As we rely on the fossil record to identify these boundaries, the progression of mass extinction events only becomes apparent after the proliferation of life in the Cambrian period, about 550 million years ago (Ma).

Since then, there have been 5 major mass extinctions: the End-Ordovician transition (444 Ma: 84% species loss), the Late Devonian (360 Ma: 79% species loss), the End-Permian (250 Ma, 95% species loss – the planet’s worst mass extinction), End-Triassic (200 Ma, 79% species loss) and the End-Cretaceous (65 Ma, 70% species loss).

Some modern researchers further claim that we are currently in the grip of another mass extinction, the fastest to have been recorded.

Helped along by our callous treatment of the environment, this so-called Holocene extinction event could mean that up to half the species of life on Earth will die within the next 100 years (according to one rather gloomy scientist).

Wiped Out!

The reasons for these mass extinctions are difficult to determine. Only one (the End-Cretaceous, or K-T Boundary) has been definitively linked to an impact event. The others have a less certain origin, as no corresponding impact structures have been found thus far.

Apart from impacts, proposed causes include: climatic changes (such as ice ages), mammoth volcanic events (which poison the atmosphere), gamma-ray bursts (which fry the living organisms on the surface) and plate tectonics (which may bring continents together and thus unite previously isolated species of life, creating the sudden emergence of new species).

It is considered unlikely, however, that any one of these hypotheses could alone account for all the mass extinction events, and a combination of factors is a more probable conclusion. In any case, research has shown that mass extinctions occur on a cyclical basis, perhaps as often as once every 30 to 60 million years.

It should also be noted that just because we don’t have significant evidence for a mass extinction event before 500 Ma, it doesn’t mean that they didn’t occur. Before the Cambrian period, life was still rather rudimentary, consisting of simple forms such as bacteria, brachiopods and trilobites.
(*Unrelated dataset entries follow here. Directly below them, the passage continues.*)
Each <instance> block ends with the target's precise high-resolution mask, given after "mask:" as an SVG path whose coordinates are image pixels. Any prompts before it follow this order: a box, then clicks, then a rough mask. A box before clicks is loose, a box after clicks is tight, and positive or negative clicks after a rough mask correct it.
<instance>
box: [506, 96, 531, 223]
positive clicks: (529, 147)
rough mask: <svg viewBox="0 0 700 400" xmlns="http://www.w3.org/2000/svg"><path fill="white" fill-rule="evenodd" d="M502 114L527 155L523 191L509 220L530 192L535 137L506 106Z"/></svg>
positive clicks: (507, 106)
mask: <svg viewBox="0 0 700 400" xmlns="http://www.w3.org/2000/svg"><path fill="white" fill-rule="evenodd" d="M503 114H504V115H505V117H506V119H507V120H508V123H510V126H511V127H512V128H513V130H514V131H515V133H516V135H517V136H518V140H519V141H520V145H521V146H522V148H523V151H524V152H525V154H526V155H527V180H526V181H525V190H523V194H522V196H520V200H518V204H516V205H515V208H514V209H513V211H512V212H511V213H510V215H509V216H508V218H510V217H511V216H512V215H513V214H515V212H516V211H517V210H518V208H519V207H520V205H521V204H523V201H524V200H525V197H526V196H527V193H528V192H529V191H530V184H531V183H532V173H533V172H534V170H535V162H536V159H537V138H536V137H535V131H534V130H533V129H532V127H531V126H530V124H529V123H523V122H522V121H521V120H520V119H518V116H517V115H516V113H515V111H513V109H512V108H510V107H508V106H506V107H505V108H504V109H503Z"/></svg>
These tiny organisms do not leave behind extensive fossils, and their numbers are thus difficult to track. Furthermore, rocks dating back more than 600 million years are quite rare, since they tend to get recycled in the tectonic process.

This removes the evidence of boundary layers which may indicate periods of global crisis. Suffice it to say that, if there were any complex life forms on Earth at the time of the Vredefort impact, they would have been wiped out!